3.4. Demonstration of a Structural Health Monitoring Application of Visual Strain Sensors

Crack initiation and propagation present significant challenges in structural health research. Structural cracks typically result from stresses exceeding the limits of a material, signaling the onset of fracture or damage. Therefore, an intuitive method of monitoring structural health is necessary to monitor the problem of crack initiation and extension. As shown in Figure 7, to simulate cracks in concrete, metal, and other rigid materials, a visual strain sensing structure was affixed to the surface of two flat plates. These plates were separated by a sliding track to simulate “cracks”. The sensor undergoes color transitions from green to red around the gap as a result of stress concentration caused by the separation. As the gap widens, the color distribution of the sensor becomes increasingly uneven, displaying multiple irregular heterochromatic regions. This unevenness arises because the strain in the sensing structure is localized near the gap, resulting in localized color changes. Notably, the heterochromatic regions in the sensing structure exceed the width of the actual slit, enhancing the visibility of crack progression. This demonstration confirms the potential of visual strain sensors based on F–P structures for visualizing localized stresses and monitoring the onset and growth of cracks.
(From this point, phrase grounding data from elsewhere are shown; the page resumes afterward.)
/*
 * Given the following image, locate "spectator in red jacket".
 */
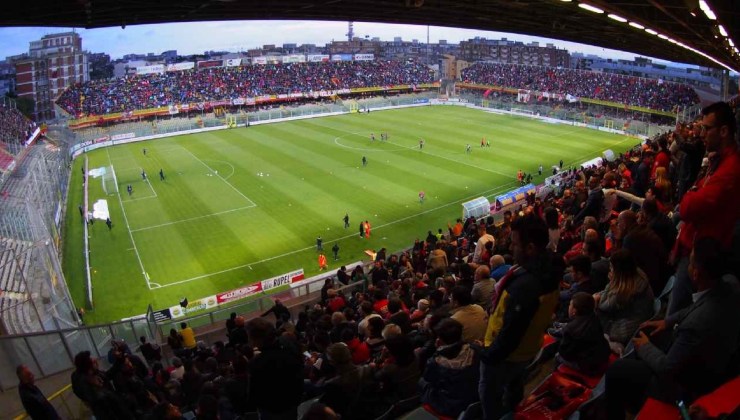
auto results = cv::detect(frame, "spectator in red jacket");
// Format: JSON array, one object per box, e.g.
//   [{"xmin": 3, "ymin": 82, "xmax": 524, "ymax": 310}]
[
  {"xmin": 341, "ymin": 328, "xmax": 371, "ymax": 364},
  {"xmin": 668, "ymin": 101, "xmax": 740, "ymax": 315},
  {"xmin": 326, "ymin": 289, "xmax": 346, "ymax": 313}
]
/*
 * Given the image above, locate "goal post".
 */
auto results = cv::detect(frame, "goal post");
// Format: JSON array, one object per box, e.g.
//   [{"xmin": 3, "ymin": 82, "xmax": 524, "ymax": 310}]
[
  {"xmin": 101, "ymin": 165, "xmax": 119, "ymax": 195},
  {"xmin": 510, "ymin": 108, "xmax": 535, "ymax": 118}
]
To sum up, our visual sensor can give a detailed prediction for damage evolution based on the variation of local colors as shown in Figure 7. A pixel-based design can be developed to show local variations between the initiation and propagation of cracks and colors in the future, which can provide real-time information to alert the initiation of cracks and prevent cracking in advance.

4. Conclusions

We designed a vibrant visual strain sensor by integrating a Fabry–Perot (F–P) interference structure onto a flexible substrate with a stretchable cavity material. The cavity material, SBS, has a Poisson’s ratio (ν) of approximately 0.5, meaning the transverse shrinkage of the spacer layer is proportional to ν when the sensor is stretched. This characteristic allows the sensor to work in tandem with the F–P structure to achieve pronounced color changes through optical interference. Compared with previous visual strain sensors, the sensor designed in this study further enhances the color gamut area, making the color change by strain more significant. The factors influencing sensor performance and its color change capabilities were thoroughly explored, both theoretically and experimentally. The potential applications of this sensor for strain degree visualization and identification of crack origin/extension were demonstrated.